我捡起那玩意儿,确定不是自己的东西,从床底爬出来后,又问妙陶认不认识。那是一个小木盒,外面雕以纹饰,小巧玲珑。
妙陶摇摇头,“许是这屋里的物件儿。”
我仔细端详着那盒子,总觉着有点眼熟,又想不起来在哪见过。盒子上下合拢,侧面有机关可以打开,里面盛着米黄的膏状物。我霎时记起来,这不是那天容美人侍人送给姽婳的那盒膏药吗,独特的小木盒子绝对不会错。
我还记得姽婳收到盒子那日的反应,起初是疑惑,当看见盒内的东西后却变得震惊,但很快掩饰过去了。这盒子到底装了什么东西,令姽婳如此。

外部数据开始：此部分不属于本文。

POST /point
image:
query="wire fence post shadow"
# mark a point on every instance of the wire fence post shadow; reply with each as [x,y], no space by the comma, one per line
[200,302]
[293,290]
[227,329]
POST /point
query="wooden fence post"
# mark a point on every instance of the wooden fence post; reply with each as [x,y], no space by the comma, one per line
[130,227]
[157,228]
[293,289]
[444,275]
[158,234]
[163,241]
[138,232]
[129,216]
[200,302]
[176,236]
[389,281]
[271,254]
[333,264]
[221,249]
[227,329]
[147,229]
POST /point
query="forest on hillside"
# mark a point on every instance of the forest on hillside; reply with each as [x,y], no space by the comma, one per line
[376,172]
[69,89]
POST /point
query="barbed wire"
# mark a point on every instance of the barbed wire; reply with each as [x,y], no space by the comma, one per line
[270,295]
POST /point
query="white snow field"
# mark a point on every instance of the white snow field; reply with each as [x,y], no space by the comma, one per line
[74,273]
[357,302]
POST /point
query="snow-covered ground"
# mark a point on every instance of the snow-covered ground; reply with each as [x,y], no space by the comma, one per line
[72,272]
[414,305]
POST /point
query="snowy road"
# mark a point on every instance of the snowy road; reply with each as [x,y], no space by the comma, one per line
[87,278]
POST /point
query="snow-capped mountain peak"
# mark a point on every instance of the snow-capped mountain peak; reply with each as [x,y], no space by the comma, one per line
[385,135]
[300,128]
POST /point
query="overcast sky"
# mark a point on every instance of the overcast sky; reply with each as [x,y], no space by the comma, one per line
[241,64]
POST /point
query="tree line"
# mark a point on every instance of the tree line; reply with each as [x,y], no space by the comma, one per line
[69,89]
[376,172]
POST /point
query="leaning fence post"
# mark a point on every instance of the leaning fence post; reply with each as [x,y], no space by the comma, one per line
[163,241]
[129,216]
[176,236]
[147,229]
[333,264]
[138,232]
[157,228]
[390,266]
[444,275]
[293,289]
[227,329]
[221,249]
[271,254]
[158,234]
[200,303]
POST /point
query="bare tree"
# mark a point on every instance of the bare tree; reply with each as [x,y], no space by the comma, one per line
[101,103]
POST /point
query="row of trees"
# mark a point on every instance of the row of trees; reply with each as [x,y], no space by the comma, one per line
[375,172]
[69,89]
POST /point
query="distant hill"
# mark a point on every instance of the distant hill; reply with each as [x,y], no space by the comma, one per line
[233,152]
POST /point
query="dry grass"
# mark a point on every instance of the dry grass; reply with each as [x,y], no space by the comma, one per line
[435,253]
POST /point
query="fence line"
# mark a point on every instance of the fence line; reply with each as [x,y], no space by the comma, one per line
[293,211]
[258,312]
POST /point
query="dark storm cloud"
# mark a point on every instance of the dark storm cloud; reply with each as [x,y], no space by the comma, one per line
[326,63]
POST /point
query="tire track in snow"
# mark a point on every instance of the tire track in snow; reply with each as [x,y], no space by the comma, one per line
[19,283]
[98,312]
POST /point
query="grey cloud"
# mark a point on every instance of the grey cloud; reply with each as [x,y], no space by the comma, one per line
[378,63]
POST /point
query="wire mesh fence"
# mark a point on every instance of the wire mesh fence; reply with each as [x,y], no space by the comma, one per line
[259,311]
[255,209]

我找着盒子侧面的机关,试探摁下,盒盖立马弹开条缝,打开却并未见着米黄膏物,盒身很浅,里面躺着几粒草籽。盒子里怎么会出现几粒草籽一样的东西?难道这不是那只盒子?
“妙陶,见过这个吗?这像草籽一样的东西是什么?”
妙陶接过行子,拿了一粒放在手中剥着, “这应该是还未磨过的荞麦吧。”
“荞麦……”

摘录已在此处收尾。